Curiously, other members of the Kennedy clan are represented among MLB players. You might remember Joe Kennedy, namesake of the political patriarch, who pitched for an assortment of teams (Devil Rays, Rockies, A’s, Diamondbacks, Blue Jays) from 2001 to 2007 and compiled a 43-61 record with an ERA of 4.79.

Bob Kennedy had a 16-year (1939-1957 minus 1943-1945) career and compiled 1,176 hits, playing mostly for the White Sox and the Indians. He was one of the infamous College of Coaches instituted by the Chicago Cubs in 1962. The following year he was named manager of the Cubs and remained in that capacity through 1965. He also managed the A’s during their first season (1968) in Oakland.

Ted Kennedy pitched in 1885 for the Chicago White Stockings (now the Cubs) of the National League, and in 1886 for the Philadelphia A’s and Louisville Colonels of the American Association. He retired from MLB with a record of 12-21 at age 21. Returning to the minors in 1887, his 4-16 record with the Western Association Des Moines Prohibitionists in 1889 marked the end of his career. Guess you could say he met his Chappaquiddick that year.

With a bit of a stretch, even JFK, Jr. has a namesake, namely Junior Kennedy, who had a 7-year career as a utility infielder with the Reds and Cubs, retiring in 1983 with a .248 average.

Of course, we still have opportunities for more Presidential MLB players to appear on the scene.
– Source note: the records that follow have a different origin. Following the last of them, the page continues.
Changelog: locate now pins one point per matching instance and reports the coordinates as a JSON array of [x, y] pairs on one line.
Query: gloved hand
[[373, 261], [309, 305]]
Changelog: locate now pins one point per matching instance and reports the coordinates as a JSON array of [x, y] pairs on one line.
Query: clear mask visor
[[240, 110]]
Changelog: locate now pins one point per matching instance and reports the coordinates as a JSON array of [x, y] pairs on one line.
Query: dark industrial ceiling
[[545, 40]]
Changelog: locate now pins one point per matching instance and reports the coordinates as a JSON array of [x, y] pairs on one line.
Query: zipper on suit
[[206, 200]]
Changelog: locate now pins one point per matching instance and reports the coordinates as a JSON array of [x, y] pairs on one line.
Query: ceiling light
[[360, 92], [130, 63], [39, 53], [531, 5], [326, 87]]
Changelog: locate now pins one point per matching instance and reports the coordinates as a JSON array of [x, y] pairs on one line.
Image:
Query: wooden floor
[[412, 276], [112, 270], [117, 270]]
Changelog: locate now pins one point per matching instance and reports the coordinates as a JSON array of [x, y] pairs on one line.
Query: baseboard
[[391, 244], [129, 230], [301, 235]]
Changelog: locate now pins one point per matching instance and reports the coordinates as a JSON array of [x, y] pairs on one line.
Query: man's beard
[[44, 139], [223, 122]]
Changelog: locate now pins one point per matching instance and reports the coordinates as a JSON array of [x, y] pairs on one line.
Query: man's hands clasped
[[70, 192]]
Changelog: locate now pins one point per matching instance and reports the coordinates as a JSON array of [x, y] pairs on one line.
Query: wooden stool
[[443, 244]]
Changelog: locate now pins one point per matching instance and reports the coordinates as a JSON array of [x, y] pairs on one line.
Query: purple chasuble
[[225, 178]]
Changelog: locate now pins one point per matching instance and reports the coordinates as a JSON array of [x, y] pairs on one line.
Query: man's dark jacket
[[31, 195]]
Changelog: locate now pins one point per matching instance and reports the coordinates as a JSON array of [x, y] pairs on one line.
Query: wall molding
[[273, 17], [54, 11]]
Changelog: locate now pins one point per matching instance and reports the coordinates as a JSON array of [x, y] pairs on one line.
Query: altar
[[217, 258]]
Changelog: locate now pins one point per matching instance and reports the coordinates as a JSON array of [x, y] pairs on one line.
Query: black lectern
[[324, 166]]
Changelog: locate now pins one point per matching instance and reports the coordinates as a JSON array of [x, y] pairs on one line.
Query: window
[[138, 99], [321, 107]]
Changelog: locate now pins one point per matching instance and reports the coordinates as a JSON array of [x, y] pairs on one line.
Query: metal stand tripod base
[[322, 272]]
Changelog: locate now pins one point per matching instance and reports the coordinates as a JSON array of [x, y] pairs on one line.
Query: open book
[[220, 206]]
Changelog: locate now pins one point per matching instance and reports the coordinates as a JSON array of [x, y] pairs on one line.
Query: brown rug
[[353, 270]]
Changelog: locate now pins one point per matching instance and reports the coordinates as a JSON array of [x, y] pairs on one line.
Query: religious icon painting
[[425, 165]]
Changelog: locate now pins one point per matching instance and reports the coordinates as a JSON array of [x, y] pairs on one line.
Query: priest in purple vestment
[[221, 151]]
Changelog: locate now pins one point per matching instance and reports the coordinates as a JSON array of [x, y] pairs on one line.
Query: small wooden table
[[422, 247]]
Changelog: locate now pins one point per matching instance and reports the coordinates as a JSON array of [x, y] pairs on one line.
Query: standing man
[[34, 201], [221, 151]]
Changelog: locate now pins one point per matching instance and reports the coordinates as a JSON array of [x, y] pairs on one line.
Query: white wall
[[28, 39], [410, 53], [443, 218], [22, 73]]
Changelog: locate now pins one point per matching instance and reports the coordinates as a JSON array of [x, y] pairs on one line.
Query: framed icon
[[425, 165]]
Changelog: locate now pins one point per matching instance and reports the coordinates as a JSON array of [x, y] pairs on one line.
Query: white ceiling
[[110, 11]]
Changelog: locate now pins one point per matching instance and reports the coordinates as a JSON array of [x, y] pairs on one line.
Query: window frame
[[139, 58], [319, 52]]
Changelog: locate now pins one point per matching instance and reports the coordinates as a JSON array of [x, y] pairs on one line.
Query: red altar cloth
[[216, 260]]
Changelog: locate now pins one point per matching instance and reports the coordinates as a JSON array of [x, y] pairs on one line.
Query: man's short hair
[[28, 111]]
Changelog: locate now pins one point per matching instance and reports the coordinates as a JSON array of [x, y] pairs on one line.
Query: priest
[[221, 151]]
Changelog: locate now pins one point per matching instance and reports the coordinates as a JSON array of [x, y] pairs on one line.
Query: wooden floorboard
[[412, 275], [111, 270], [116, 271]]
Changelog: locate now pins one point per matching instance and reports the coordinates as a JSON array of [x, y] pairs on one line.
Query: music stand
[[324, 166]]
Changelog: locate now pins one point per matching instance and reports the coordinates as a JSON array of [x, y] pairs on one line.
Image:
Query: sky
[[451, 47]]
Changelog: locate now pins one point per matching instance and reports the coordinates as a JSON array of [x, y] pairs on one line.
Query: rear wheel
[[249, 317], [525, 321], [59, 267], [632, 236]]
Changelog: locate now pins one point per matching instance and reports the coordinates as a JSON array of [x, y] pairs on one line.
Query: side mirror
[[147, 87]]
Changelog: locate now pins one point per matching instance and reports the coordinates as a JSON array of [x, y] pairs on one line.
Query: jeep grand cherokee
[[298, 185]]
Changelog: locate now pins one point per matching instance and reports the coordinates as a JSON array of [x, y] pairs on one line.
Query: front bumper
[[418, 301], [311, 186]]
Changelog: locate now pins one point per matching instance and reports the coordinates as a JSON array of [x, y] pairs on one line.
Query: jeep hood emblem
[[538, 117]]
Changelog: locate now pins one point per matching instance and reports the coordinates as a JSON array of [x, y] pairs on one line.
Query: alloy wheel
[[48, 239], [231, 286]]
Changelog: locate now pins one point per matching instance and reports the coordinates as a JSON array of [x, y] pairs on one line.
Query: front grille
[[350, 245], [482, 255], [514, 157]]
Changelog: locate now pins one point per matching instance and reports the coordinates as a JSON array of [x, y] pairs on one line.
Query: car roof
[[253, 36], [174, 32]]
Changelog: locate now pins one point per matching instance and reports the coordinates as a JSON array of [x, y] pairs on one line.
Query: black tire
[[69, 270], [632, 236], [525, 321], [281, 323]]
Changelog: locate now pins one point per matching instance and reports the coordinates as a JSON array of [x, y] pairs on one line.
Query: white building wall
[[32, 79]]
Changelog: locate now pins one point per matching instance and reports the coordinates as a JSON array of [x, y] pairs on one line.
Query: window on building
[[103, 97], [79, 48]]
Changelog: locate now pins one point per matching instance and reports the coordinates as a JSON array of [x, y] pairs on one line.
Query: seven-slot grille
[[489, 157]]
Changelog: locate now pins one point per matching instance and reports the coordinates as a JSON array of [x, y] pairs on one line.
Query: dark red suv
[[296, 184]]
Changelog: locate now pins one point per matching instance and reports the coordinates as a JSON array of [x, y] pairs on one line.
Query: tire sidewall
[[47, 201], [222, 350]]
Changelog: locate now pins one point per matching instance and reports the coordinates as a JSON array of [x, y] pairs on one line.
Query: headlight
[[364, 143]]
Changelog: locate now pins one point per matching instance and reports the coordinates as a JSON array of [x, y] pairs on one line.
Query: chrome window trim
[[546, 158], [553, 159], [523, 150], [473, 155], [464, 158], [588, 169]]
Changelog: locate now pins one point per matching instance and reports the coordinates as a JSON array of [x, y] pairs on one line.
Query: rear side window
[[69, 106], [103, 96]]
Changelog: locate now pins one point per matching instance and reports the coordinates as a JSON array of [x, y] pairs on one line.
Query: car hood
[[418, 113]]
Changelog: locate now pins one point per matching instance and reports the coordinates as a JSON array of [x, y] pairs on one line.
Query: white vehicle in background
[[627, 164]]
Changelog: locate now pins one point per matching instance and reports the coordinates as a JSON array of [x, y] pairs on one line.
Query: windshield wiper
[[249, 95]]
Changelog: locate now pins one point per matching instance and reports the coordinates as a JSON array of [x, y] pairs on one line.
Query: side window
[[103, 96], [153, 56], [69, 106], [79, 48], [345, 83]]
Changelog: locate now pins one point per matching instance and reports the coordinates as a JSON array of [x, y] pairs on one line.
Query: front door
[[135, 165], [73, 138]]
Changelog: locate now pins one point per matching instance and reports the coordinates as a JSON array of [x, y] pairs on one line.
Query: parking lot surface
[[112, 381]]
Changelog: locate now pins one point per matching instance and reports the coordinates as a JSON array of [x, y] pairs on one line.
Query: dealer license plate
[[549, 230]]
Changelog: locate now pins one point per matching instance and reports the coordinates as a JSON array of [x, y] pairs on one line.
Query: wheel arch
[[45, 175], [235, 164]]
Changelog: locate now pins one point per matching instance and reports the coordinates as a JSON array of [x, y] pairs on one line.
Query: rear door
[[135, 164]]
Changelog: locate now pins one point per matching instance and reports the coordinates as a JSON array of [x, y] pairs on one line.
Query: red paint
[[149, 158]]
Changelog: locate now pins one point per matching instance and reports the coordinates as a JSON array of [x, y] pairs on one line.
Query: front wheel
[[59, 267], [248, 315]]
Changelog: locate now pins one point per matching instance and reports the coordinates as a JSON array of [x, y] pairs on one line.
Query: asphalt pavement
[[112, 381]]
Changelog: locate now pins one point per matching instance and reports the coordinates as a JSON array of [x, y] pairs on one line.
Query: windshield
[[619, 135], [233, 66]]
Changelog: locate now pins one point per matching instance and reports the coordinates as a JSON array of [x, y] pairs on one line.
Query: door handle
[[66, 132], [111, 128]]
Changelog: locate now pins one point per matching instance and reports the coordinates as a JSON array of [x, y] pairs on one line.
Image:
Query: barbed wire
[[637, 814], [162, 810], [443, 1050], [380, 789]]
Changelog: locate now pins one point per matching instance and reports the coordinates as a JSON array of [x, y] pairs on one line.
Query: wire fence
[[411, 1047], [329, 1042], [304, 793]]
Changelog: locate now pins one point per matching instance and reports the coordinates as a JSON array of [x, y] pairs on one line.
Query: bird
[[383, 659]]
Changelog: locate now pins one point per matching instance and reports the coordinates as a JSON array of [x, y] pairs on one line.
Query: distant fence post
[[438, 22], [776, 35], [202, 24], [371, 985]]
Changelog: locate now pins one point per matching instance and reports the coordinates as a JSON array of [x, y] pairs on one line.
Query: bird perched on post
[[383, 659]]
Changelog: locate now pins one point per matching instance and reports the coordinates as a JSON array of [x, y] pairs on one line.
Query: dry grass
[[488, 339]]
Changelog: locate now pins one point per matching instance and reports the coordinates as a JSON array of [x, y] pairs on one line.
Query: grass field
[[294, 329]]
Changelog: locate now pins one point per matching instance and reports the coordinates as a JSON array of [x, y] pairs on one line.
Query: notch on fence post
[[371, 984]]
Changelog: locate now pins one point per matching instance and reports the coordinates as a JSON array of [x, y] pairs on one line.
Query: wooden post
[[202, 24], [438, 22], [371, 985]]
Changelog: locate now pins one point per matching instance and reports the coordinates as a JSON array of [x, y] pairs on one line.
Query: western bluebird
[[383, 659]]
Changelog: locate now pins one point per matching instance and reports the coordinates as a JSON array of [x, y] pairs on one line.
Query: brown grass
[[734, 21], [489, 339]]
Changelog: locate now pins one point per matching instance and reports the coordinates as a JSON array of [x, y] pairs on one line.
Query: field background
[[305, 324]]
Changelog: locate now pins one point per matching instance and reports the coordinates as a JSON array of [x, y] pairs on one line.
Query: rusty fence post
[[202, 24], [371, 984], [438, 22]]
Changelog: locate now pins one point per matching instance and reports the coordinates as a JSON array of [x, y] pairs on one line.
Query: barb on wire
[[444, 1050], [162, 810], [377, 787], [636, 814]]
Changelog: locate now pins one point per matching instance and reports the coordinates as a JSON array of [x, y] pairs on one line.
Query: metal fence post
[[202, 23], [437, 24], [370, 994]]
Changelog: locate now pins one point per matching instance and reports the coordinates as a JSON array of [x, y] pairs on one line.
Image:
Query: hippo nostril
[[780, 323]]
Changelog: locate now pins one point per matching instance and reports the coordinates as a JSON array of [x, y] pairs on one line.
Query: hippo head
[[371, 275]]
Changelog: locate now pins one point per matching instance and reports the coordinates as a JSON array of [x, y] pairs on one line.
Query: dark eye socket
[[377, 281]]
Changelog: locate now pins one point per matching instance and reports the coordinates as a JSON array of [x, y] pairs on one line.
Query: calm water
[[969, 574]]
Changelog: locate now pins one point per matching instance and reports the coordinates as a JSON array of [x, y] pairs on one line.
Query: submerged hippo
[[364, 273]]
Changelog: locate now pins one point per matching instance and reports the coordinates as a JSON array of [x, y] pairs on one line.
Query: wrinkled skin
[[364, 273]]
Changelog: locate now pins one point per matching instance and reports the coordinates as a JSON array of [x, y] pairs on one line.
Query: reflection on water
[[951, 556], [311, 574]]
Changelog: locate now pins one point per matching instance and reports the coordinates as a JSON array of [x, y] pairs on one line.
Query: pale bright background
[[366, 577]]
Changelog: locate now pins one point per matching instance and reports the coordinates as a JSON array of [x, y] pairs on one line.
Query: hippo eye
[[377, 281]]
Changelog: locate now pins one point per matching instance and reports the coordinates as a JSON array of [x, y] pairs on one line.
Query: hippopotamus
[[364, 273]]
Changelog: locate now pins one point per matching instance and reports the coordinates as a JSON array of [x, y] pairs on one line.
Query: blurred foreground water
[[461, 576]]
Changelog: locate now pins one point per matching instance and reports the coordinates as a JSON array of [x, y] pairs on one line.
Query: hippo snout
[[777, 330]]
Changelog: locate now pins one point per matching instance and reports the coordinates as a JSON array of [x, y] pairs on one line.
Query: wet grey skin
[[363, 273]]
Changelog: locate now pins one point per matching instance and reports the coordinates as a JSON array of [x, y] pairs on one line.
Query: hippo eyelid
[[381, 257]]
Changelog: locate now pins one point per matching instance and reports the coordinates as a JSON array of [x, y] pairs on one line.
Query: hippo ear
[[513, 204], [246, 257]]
In fact, as I write these words, there may be a John Adams, an Andrew Jackson, an Andrew Johnson, a Jimmy Carter, or a Bill Clinton toiling away in the minor leagues.

A more intriguing possibility would be a former major leaguer being elected President. Wilmer “Vinegar Bend” Mizell and Jim Bunning both served in the House of Representatives, and the latter was elected to the Senate (from Kentucky). Yeah, I know Ronald Reagan used to re-create Cubs games, and he played Grover Cleveland Alexander in The Winning Team, but he is not a former player. I know Dwight Eisenhower played semi-pro ball in Kansas in 1911. And kudos to Bush 41 for playing in the College World Series and Bush 43 for owning the Texas Rangers, but that is not the same as taking up a slot on a major league roster.

You might remember former NFL quarterback Jack Kemp and former NBA player Bill Bradley were serious Presidential candidates. Given the fact that pro baseball goes back to 1869, it’s curious that no former MLB player has ever been a serious player in the race for the nation’s highest office.

Perhaps it’s just as well. For many people politics, not baseball, is the national pastime. And you know what they say about serving two masters.